Joy agrees that not being able to smell does not necessarily mean you can't taste.
"I really love food, although I'm totally disinterested in cooking and I think it's largely because I can't smell. I imagine what food smells like by how it looks or tastes. I have a sixth sense about it." She is drawn to pungent tastes and things that have a distinct flavour, such as blue cheese.

"In essence, people who can't smell can't taste well and go more on the texture of foods rather than on actual taste," says Dr Steer.

But Semwano insists that she has slowly begun to gain some control over her taste buds and to differentiate between sweet, sour, bitter and salty.
"Somewhere in my brain there is a memory of how things are supposed to taste and smell, and every day I tell myself it will taste like it should."

As for evocative, pleasurable aromas, Semwano most misses the smell of perfume.
"I used to have a passion for perfume, but now I have to stick to what I know works for me,"she says.

No turning back

Dr Steer says it is highly unlikely for one's sense of smell to return after suffering a head trauma. He advises patients, especially those who lost their smell as a result of a viral infection or sinusitis, to wait two years before making the final analysis and in the meantime to consult a specialist.
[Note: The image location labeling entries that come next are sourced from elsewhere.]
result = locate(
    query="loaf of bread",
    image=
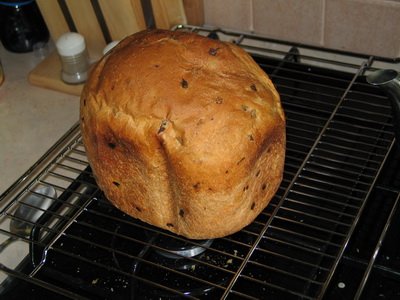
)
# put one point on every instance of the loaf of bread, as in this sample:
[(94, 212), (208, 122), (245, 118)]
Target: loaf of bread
[(184, 132)]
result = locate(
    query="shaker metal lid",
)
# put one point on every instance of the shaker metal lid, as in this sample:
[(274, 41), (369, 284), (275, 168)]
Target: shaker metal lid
[(70, 43)]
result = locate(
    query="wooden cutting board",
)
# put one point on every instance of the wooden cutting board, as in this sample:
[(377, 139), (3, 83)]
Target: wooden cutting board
[(101, 22)]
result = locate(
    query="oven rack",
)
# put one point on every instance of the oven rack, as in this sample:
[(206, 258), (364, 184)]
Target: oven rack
[(339, 136)]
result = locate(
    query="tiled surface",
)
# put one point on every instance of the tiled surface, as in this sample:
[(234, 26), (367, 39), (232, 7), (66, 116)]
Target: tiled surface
[(231, 14), (298, 21), (32, 119), (363, 26)]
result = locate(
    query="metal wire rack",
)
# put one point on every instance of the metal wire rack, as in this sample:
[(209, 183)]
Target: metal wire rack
[(339, 137)]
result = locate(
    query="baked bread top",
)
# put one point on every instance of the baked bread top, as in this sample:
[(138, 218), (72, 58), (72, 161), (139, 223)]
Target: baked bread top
[(184, 132)]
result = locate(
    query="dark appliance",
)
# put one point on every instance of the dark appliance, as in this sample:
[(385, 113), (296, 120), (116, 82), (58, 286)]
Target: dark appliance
[(330, 232)]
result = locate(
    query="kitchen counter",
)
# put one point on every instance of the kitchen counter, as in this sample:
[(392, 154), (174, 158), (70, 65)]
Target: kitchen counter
[(32, 119)]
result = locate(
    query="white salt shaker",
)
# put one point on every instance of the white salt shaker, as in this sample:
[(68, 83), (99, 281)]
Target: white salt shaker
[(71, 47)]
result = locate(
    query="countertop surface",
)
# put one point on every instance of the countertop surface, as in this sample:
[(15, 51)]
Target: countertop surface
[(32, 119)]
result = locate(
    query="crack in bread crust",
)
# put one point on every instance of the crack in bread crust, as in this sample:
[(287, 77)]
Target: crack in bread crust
[(184, 132)]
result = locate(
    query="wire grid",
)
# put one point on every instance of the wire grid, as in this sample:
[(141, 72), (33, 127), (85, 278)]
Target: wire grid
[(338, 135)]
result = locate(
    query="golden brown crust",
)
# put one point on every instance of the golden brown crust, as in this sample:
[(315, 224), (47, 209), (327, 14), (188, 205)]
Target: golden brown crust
[(184, 132)]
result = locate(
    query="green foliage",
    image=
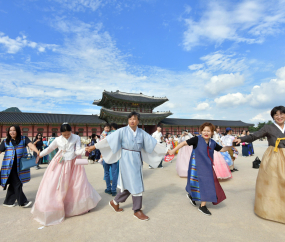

But there are exceptions to this rule, if inexplicable ones.
"I treated a woman who had been stabbed in the head and lost her sense of smell completely," says Dr Steer. "Later she told me her sense of smell came back after she'd tripped over a table."

Sometimes anosmia can be a blessing – think stinky public toilets, manure, exhaust fumes and rubbish dumps. While the rest of us are gagging and holding our noses, the Joys and Semwanos of this world are blissfully unaffected.

"I could be with a great guy even if he stank or I could happily pack fish in Alaska one day," Joy says.
"Maintaining a sense of humour and surrounding yourself with loving people makes all the difference," Semwano says. "It really helps to have an understanding doctor and a mother who reminds you of your blessings."